My friend Zara mentioned another great junior high school love of mine. Aside from Madeline L'Engle, the only science fiction I got truly obsessive about were Douglas Adams books: The Hitchhiker's Guide to the Galaxy trilogy (which is five books long), and the Dirk Gently books. Adams's brand of offbeat, deadpan humor made me dissolve into laughter, and I devoured the stories of hapless Arthur Dent, off with his towel in space with Zaphod Beeblebrox. The only gender discrepancy I remember in the Adams fan base of my youth was that I had a soft spot for So Long, and Thanks for All the Fish, the only book with a love story, while my male friends thought it was a little weaker. It's also the one where Arthur learns the secret of flight: you fall, and forget to hit the ground.
Finally, there is The Westing Game, by Ellen Raskin. Raskin calls her book "a puzzle mystery": the six apartments in brand-new Sunset Towers on the shores of Lake Michigan are rented out to families chosen for reasons which are only explained by the book's end.
Who were these people, these specially selected tenants? They were mothers and fathers and children. A dressmaker, a secretary, an inventor, a doctor, a judge. And, oh yes, one was a bookie, one was a burglar, one was a bomber, and one was a mistake. Barney Northrup had rented one of the apartments to the wrong person.
The empty Westing mansion looks down at them from up on the north cliff -- Sam Westing disappeared fifteen years before. Then, on Halloween evening, smoke begins to rise from the chimney....
The cast of characters is decently diverse -- the judge is a black woman, the family who owns the top-floor restaurant are Chinese -- and one of the protagonists is a spunky 13-year old girl named Turtle Wexler. The mystery is such that I didn't fully understand the ending the first time I read it (probably at age 10 or so), but loved it anyway. It rewards rereading.

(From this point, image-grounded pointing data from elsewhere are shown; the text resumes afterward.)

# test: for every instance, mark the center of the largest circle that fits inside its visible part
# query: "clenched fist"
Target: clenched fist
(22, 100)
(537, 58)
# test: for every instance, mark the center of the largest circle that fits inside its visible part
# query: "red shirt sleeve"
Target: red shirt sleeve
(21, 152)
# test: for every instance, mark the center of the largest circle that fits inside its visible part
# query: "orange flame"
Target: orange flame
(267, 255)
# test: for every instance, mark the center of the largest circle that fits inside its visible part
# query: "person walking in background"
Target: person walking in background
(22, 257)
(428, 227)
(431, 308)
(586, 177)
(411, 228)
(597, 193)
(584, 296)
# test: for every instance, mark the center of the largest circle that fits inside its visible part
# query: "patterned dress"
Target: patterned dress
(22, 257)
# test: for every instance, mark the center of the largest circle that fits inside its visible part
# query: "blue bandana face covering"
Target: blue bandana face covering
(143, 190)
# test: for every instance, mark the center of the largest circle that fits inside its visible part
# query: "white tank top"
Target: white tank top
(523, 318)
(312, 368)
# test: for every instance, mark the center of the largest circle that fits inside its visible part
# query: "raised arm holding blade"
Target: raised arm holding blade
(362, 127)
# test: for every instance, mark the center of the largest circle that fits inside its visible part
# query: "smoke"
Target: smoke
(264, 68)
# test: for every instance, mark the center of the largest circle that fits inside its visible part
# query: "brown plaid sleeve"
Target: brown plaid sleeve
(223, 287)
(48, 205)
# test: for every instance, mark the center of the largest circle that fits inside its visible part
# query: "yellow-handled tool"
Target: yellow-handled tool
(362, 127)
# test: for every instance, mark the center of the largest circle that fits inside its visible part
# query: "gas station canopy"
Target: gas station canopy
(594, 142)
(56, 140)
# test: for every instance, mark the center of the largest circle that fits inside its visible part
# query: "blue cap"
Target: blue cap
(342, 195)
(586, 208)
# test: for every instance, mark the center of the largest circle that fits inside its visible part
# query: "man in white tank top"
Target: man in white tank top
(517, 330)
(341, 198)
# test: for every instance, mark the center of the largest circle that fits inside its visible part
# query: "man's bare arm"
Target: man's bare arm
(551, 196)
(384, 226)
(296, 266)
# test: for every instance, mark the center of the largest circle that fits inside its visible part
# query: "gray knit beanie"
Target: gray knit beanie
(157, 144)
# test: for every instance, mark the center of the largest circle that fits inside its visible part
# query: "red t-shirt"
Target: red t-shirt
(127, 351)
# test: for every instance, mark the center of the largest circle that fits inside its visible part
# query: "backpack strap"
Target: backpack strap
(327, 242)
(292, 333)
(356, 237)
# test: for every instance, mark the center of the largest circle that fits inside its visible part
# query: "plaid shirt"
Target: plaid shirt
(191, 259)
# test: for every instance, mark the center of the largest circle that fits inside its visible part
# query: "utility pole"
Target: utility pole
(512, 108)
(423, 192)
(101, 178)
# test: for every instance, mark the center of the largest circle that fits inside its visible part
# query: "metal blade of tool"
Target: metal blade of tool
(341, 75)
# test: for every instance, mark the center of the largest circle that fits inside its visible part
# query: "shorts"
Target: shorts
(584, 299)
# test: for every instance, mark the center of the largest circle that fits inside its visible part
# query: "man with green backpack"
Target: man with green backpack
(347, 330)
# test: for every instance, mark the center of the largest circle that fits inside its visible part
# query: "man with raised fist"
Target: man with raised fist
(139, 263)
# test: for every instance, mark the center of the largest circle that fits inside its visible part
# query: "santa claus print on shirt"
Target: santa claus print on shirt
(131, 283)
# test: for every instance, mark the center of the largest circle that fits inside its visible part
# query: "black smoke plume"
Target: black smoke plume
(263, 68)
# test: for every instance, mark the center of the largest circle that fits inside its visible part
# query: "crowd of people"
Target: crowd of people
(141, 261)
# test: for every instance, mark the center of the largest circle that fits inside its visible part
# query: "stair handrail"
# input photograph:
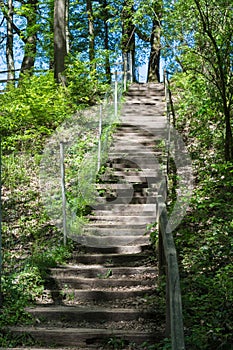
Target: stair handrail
(167, 249)
(118, 87)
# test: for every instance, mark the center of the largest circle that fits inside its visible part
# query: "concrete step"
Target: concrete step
(112, 259)
(123, 219)
(83, 336)
(94, 270)
(99, 283)
(106, 230)
(73, 314)
(96, 296)
(134, 249)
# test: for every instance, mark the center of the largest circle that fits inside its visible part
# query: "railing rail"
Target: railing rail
(167, 251)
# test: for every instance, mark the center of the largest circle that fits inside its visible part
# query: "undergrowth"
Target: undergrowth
(31, 242)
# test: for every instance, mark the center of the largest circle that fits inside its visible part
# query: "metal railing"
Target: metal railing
(168, 263)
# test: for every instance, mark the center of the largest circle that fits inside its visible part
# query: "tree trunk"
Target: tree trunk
(106, 42)
(228, 137)
(60, 47)
(154, 61)
(91, 31)
(10, 45)
(30, 40)
(128, 34)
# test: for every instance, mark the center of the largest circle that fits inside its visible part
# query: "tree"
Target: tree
(199, 34)
(10, 44)
(148, 19)
(128, 33)
(155, 44)
(60, 46)
(91, 30)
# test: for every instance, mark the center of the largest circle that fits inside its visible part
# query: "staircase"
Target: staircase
(105, 298)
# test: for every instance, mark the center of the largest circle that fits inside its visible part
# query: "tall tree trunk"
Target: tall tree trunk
(106, 41)
(60, 46)
(10, 45)
(30, 40)
(154, 60)
(128, 34)
(91, 31)
(67, 27)
(228, 136)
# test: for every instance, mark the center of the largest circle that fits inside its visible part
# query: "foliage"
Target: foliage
(199, 38)
(32, 111)
(204, 239)
(31, 242)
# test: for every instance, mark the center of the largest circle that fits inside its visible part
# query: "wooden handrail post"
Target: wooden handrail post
(63, 190)
(99, 143)
(116, 96)
(0, 221)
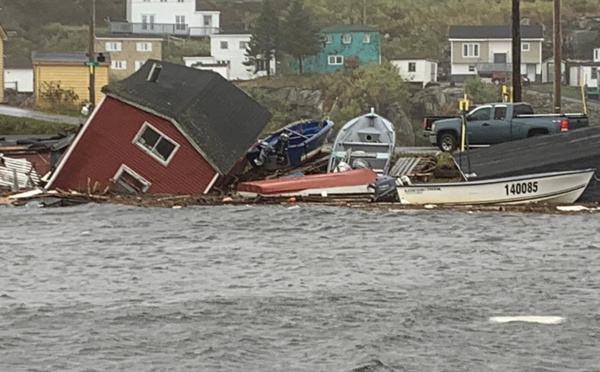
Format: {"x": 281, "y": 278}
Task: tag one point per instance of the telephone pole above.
{"x": 557, "y": 45}
{"x": 516, "y": 49}
{"x": 92, "y": 55}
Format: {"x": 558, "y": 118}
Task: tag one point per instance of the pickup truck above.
{"x": 499, "y": 122}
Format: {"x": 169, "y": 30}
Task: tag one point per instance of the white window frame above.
{"x": 471, "y": 50}
{"x": 123, "y": 168}
{"x": 136, "y": 142}
{"x": 118, "y": 65}
{"x": 113, "y": 46}
{"x": 143, "y": 46}
{"x": 333, "y": 60}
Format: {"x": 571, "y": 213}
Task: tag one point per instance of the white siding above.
{"x": 166, "y": 13}
{"x": 19, "y": 79}
{"x": 424, "y": 70}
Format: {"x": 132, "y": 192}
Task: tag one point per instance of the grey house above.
{"x": 487, "y": 51}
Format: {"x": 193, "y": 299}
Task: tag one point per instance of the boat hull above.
{"x": 342, "y": 183}
{"x": 555, "y": 188}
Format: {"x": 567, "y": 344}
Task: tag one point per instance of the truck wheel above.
{"x": 448, "y": 142}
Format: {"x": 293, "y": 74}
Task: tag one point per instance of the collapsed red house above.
{"x": 166, "y": 128}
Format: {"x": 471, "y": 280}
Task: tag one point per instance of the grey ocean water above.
{"x": 99, "y": 288}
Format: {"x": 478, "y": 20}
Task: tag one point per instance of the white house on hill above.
{"x": 417, "y": 70}
{"x": 227, "y": 57}
{"x": 171, "y": 17}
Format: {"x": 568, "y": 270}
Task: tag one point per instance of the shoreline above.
{"x": 169, "y": 201}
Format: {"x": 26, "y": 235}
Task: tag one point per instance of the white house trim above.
{"x": 136, "y": 141}
{"x": 124, "y": 168}
{"x": 211, "y": 184}
{"x": 74, "y": 145}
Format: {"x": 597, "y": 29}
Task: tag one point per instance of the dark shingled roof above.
{"x": 571, "y": 150}
{"x": 217, "y": 116}
{"x": 349, "y": 28}
{"x": 493, "y": 32}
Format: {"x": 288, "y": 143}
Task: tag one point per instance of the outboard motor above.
{"x": 265, "y": 151}
{"x": 385, "y": 189}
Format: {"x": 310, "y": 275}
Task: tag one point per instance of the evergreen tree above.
{"x": 301, "y": 37}
{"x": 265, "y": 40}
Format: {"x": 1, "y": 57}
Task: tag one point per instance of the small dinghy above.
{"x": 555, "y": 187}
{"x": 369, "y": 138}
{"x": 290, "y": 145}
{"x": 352, "y": 182}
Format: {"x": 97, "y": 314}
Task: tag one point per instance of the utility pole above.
{"x": 516, "y": 60}
{"x": 557, "y": 44}
{"x": 92, "y": 55}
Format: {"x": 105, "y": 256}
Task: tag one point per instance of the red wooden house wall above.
{"x": 107, "y": 142}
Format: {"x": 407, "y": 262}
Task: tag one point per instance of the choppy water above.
{"x": 99, "y": 288}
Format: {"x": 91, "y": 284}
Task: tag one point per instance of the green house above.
{"x": 344, "y": 46}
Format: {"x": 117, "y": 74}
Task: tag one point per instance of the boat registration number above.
{"x": 521, "y": 188}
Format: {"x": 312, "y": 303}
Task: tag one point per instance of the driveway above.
{"x": 38, "y": 115}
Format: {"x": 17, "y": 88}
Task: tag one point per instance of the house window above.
{"x": 128, "y": 181}
{"x": 156, "y": 144}
{"x": 118, "y": 65}
{"x": 180, "y": 22}
{"x": 471, "y": 50}
{"x": 113, "y": 47}
{"x": 144, "y": 47}
{"x": 336, "y": 60}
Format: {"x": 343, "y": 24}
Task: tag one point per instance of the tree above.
{"x": 265, "y": 40}
{"x": 301, "y": 37}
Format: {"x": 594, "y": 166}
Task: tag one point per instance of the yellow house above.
{"x": 2, "y": 38}
{"x": 71, "y": 71}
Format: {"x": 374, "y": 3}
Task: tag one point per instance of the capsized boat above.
{"x": 290, "y": 145}
{"x": 357, "y": 181}
{"x": 369, "y": 138}
{"x": 553, "y": 187}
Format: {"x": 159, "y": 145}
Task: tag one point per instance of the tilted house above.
{"x": 166, "y": 128}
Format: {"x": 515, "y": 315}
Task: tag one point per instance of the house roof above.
{"x": 216, "y": 116}
{"x": 349, "y": 28}
{"x": 493, "y": 32}
{"x": 128, "y": 36}
{"x": 65, "y": 57}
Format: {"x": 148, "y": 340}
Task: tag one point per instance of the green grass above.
{"x": 12, "y": 125}
{"x": 565, "y": 90}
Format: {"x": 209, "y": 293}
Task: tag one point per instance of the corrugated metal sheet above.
{"x": 22, "y": 169}
{"x": 571, "y": 150}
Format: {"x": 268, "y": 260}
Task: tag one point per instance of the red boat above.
{"x": 341, "y": 183}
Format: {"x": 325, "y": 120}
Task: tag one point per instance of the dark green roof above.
{"x": 349, "y": 28}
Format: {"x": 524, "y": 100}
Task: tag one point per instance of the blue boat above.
{"x": 290, "y": 145}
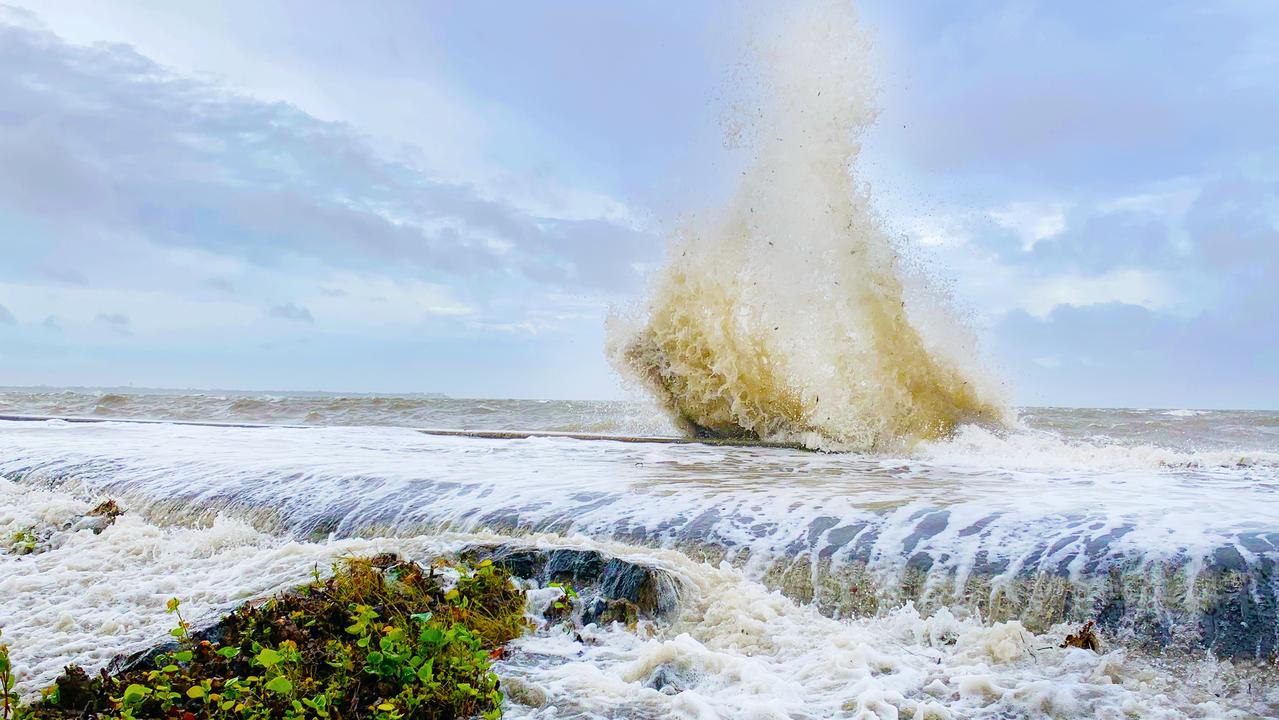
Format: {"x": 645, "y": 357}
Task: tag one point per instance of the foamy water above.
{"x": 785, "y": 313}
{"x": 935, "y": 583}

So I read it, and reread it, and then for years I forgot The Westing Game, until one day a year out of college, shortly before I was leaving the Boston area to move to Seattle for a year, I noticed it again on the bookshelf of a male friend I was just getting to know better. He happened to have two copies; he had been obsessed with the book himself; he gave me one of them. Reader, I married him.